Saturday, January 2, 2010

Teachers and Taxpayers

How often has the question arisen "Are we paying teachers enough?" The answer is both yes and no. No we don't pay hard working, talented teachers enough but yes, we pay untalented, indifferent and lazy teachers way too much.

The problem arises from the fact that educators are not part of the free-market. Educators are for the most part in a union that operates in a publicly funded, state controlled, monopolized bureaucracy. Free market essentials such as hard work, self-reliance and risk, keys in the free market that both open and shut doors play no part in our public institutions of learning.

Irrelevant of effort or brilliance, within the schools you will earn a predetermined amount. Set wages, which guarantee a paycheck also cap your income. Show-up and they pay you. Set incomes and the lack of correlation of efforts and rewards, indicates that the only real commodity you have that the schools are interested in is your time. So while you may be heads and shoulders above your fellow teachers to the system your time is of no more value than any one else's. Hard-work, brilliance and talent, none of it matters. There is no economic struggle driving excellence. Schools do not cherish your work but your time. The free-market, where tax dollars and teachers incomes are generated, pays for results. The tax payers are not so keen on sharing their hard earned incomes just because educators have a lot of time invested in a student.

What the taxpayer does see are the result of the efforts of a group whose only value is time. The group is comprised of good teachers and bad teacher indistinguishable from one anther. The end product, an educated youth, is not attributed to the teacher. Teachers are not held accountable for their results. Weak and strong teachers, co-exist, their efforts mingled. The public has no way to determine who is who or reward them accordingly. The individual superiority, achievements, talents and abilities of some educators, which in the free market could demand higher incomes, are used to cover for other educators, inadequacies and/or indifferences.

When schools attempt to sell to the free-market their commodity, the educated youth, in exchange for the capital needed to run their program, they present to the taxpayer the results of the labors found in a tepid, collective pool, when the assiduous efforts of some are mingled with the slothfulness of others. The taxpayer then balks at the idea of rewarding the modest collective results.

If we could correlate the end results to an individual teacher few would complain about rewarding superiority. In addition we could sift out some of the educators on whom our money is being wasted. Consequentially, correlating teachers to results may be enough of a motive to compel average teachers to improve.

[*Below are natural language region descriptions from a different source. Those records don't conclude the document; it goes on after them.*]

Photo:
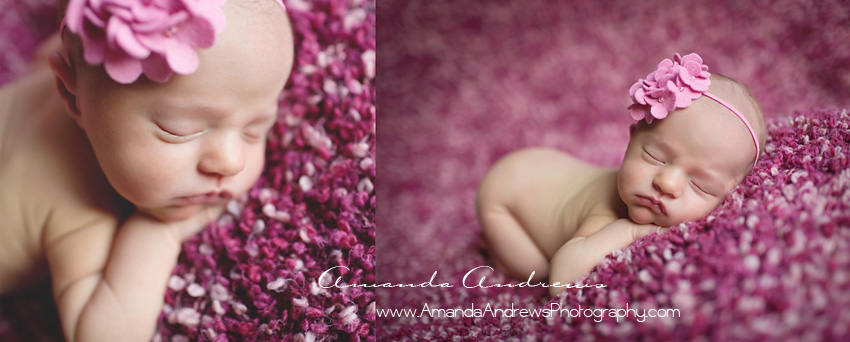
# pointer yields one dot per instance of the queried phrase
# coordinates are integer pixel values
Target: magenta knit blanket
(312, 209)
(464, 83)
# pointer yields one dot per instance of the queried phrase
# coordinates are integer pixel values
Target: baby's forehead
(710, 137)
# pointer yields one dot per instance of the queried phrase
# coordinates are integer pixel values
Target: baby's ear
(66, 82)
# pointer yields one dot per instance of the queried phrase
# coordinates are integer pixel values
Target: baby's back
(49, 178)
(546, 191)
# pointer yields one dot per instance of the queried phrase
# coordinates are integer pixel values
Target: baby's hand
(185, 229)
(640, 230)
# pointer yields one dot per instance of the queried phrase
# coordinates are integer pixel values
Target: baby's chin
(644, 216)
(172, 213)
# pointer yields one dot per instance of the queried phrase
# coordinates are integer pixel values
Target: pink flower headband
(154, 37)
(674, 85)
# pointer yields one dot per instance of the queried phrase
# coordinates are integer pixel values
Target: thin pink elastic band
(740, 116)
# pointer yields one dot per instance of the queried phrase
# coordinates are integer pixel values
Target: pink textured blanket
(467, 82)
(312, 209)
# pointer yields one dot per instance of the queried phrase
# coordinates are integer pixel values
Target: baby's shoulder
(50, 178)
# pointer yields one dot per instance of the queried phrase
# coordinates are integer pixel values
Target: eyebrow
(705, 174)
(197, 110)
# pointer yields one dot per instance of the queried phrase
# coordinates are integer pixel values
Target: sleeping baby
(151, 116)
(545, 214)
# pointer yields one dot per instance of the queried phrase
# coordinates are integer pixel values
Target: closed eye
(173, 136)
(656, 159)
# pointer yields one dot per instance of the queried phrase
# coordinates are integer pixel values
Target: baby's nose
(223, 155)
(669, 181)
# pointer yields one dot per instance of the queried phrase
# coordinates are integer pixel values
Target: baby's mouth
(209, 197)
(654, 205)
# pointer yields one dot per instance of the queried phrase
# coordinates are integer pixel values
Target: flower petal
(182, 59)
(197, 33)
(122, 68)
(638, 112)
(659, 111)
(156, 68)
(126, 39)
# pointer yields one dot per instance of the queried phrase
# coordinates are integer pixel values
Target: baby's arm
(115, 293)
(582, 253)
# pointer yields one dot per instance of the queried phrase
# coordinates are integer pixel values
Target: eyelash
(177, 137)
(653, 157)
(699, 188)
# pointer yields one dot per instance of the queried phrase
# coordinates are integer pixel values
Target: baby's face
(681, 168)
(198, 140)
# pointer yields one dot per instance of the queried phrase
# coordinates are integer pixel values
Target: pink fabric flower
(154, 37)
(673, 85)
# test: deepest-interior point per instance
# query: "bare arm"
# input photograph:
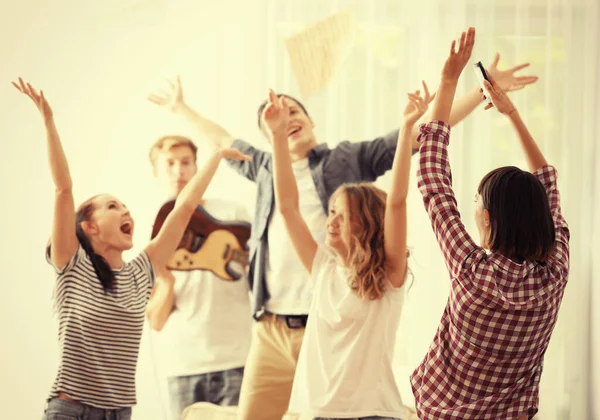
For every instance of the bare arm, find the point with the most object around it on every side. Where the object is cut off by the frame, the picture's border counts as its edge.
(162, 247)
(63, 240)
(395, 224)
(286, 189)
(162, 300)
(462, 107)
(173, 99)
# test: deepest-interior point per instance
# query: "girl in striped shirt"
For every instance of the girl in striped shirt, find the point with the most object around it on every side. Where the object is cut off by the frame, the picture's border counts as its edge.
(99, 298)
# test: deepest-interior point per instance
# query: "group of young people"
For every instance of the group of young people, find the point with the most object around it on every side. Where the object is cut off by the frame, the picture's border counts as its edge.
(327, 271)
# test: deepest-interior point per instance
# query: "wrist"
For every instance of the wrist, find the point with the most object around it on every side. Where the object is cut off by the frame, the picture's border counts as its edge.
(48, 120)
(448, 81)
(513, 114)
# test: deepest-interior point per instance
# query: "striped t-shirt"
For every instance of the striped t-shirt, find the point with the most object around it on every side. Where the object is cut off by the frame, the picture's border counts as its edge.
(99, 333)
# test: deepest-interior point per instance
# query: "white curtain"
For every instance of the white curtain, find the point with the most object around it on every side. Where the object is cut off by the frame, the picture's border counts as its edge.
(96, 68)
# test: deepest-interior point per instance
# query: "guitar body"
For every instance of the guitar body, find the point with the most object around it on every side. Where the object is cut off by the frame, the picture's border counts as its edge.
(209, 244)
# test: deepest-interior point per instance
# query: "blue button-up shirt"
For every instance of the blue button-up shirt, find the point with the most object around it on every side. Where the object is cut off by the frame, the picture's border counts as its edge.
(330, 168)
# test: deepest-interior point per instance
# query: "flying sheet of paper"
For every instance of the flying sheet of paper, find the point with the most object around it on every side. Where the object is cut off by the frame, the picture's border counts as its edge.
(318, 52)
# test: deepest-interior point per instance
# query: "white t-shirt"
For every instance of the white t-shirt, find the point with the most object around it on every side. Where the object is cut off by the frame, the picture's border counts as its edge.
(210, 327)
(286, 278)
(345, 364)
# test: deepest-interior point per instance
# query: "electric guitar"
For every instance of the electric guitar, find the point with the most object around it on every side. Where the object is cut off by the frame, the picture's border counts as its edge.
(209, 244)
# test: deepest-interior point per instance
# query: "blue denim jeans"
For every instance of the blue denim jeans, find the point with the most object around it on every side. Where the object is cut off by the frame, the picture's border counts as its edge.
(220, 388)
(58, 409)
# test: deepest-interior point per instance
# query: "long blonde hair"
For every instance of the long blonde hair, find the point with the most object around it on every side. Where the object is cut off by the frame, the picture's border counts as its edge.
(366, 261)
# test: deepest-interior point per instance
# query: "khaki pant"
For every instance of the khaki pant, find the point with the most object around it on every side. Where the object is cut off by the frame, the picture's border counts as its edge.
(269, 370)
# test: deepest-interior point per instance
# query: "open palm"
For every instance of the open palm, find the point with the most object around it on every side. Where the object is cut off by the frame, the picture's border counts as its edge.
(38, 98)
(417, 105)
(170, 98)
(506, 79)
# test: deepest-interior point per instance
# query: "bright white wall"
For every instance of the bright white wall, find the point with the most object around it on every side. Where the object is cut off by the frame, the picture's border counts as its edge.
(96, 61)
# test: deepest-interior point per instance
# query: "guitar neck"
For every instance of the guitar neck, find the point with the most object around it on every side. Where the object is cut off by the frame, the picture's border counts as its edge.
(240, 256)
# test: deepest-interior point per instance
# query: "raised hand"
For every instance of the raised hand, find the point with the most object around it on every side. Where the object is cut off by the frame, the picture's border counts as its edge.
(38, 98)
(234, 154)
(171, 98)
(417, 106)
(276, 114)
(457, 59)
(506, 79)
(499, 98)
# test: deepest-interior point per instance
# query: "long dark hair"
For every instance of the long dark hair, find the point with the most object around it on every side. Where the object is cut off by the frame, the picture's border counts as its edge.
(522, 228)
(101, 267)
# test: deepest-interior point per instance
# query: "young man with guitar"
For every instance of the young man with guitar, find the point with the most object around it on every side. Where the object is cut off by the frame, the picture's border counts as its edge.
(280, 284)
(201, 301)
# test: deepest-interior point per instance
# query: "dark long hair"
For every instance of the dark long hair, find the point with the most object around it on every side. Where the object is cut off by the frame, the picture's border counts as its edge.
(101, 267)
(522, 228)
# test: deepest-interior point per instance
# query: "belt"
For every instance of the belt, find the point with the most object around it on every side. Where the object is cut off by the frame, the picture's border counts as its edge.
(292, 321)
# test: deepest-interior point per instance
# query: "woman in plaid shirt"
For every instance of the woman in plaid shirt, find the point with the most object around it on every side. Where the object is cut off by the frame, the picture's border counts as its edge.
(486, 359)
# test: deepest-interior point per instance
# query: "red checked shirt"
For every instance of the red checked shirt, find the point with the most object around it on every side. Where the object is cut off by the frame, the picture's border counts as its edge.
(486, 359)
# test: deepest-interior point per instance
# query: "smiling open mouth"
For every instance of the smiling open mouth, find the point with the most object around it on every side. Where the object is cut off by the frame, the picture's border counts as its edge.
(126, 228)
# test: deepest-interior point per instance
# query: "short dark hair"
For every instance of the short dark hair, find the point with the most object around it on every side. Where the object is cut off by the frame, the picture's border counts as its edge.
(166, 143)
(522, 228)
(262, 106)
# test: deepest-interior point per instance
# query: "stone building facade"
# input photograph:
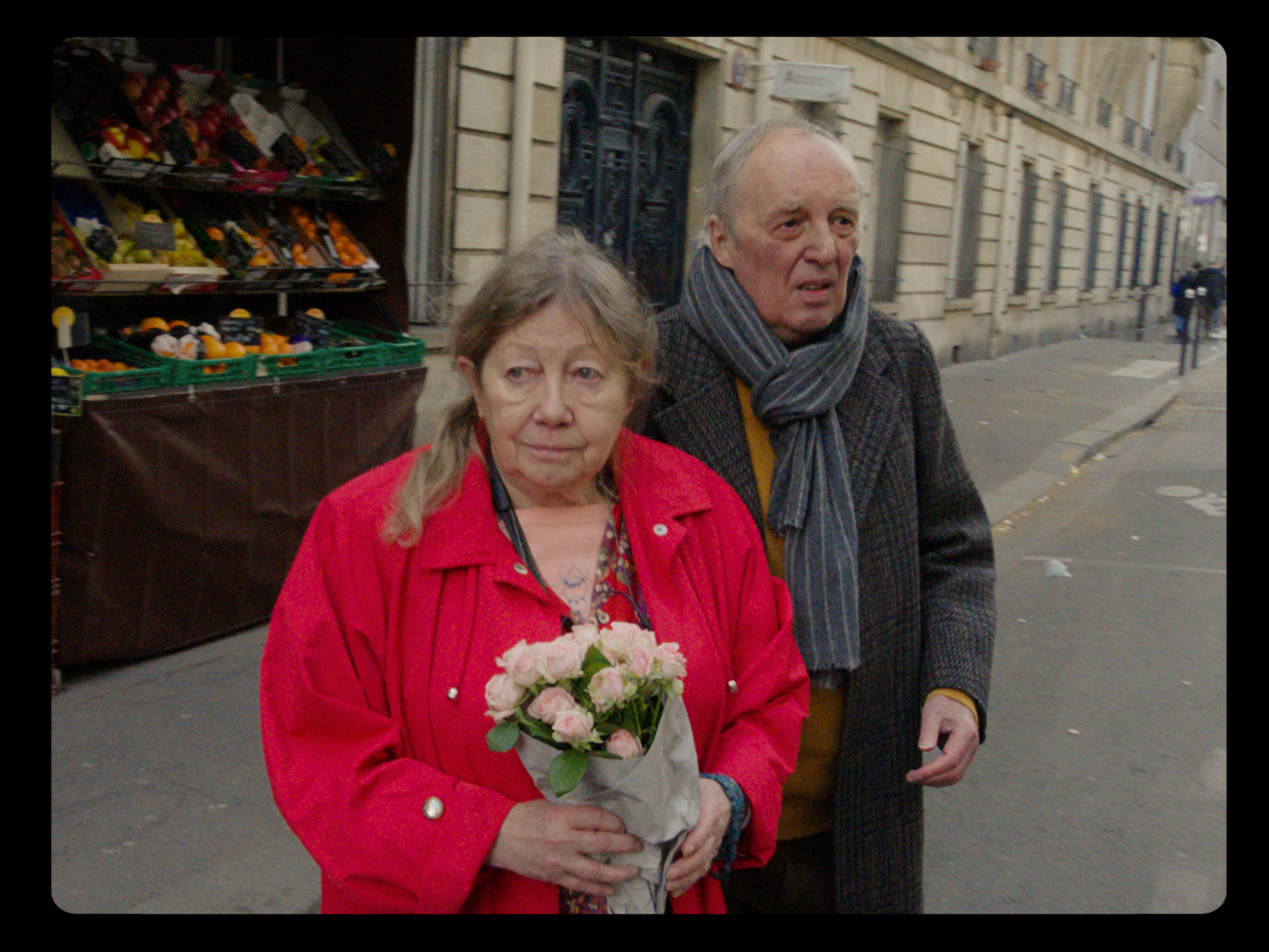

My intent is not to belittle or berate teachers, far from it. Teachers are the most valuable asset in our public schools. A good teacher can overcome a child's mental or physical disabilities, home life, attitude, etc. They can deal with the inadequacies of the facilities, can overcome a poor curriculum and make up for a poor administrator. My intent is to merely point out that teachers are seen as whole not individuals. We in the public do not see how much you put into your job. We have no way of judging whether you are a good teacher or not. All we see is the modest results of the group. As long as unproductive members of that group are allowed to remain they will drag down the entire group. As long as you are in a system that rewards time over hard-work, diligence, talent and results, then you will receive a modest income because society does not reward mediocrity.